The findings from group 4 (frozen, thawed, and dried) suggest a need for altering the common practice, particularly in vertebrate natural history collections, of freezing animals so that standard preservation techniques can be performed at a later time. The Ts for group 4 (mean = 66.1) was significantly lower than all other groups. The fact that the Ts was significantly lower than that of group 3 suggests that the freezing and subsequent desiccation had cumulative negative effects on collagen stability. Florian (1990b) also has recognized preservation problems that stem from freezing fresh skin tissues.

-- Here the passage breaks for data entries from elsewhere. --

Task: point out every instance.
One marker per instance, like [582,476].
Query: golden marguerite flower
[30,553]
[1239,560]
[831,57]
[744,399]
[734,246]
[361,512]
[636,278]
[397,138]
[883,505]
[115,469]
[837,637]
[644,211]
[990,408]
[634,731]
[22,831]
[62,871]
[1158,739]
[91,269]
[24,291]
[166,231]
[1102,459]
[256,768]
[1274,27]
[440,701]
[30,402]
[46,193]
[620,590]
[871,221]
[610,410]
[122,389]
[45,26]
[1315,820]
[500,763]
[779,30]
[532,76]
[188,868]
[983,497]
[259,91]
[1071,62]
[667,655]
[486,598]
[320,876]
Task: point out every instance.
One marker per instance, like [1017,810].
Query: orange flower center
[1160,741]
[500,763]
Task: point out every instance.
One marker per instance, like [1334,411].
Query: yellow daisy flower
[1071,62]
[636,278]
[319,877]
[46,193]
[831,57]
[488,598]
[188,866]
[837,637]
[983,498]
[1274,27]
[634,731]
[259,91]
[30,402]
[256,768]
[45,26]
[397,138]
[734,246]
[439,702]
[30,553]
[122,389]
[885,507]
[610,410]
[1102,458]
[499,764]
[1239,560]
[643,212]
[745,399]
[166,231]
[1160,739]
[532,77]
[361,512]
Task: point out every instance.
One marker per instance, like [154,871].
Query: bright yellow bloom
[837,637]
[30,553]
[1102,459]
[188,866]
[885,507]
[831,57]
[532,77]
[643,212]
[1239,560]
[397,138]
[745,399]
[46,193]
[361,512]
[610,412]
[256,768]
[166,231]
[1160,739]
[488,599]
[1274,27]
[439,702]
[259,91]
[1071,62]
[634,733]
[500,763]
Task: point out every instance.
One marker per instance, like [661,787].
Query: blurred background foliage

After visually inspecting skin or leather subjected to freezing treatment and noting little or no change, one might question why there would be a concern for a reduction in Ts. One concern might be the possible cumulative effects of treatment, especially treatment given to group 4. Perhaps the greater concern is that the loss of collagen stability potentially makes the material more susceptible to attack by proteolytic enzymes and possibly other mechanisms of deterioration (Stroz et al. 1993; Glew et al. 1994). Degraded skin material may also deteriorate faster than more stable forms. Young and Grimstad (1990) suggest that this possibility deserves further investigation. To fully appreciate the importance of the noted losses in Ts, it would be desirable to have a better understanding of the lower Ts limits provided by severely degraded collagen to evaluate the impact of treatments in terms of percent change to the potential degradation possible.
While freezing for pest control and for stabilizing water-saturated skin material may have minimal effect on collagen stability, it is important to realize that other components of the skin or leather, such as lipids, may not demonstrate the same level of stability (Florian 1990b). Furthermore, additional testing is needed to determine if repeated treatment, such as freezing for pest control, has any deleterious effects on the stability of collagenous tissues.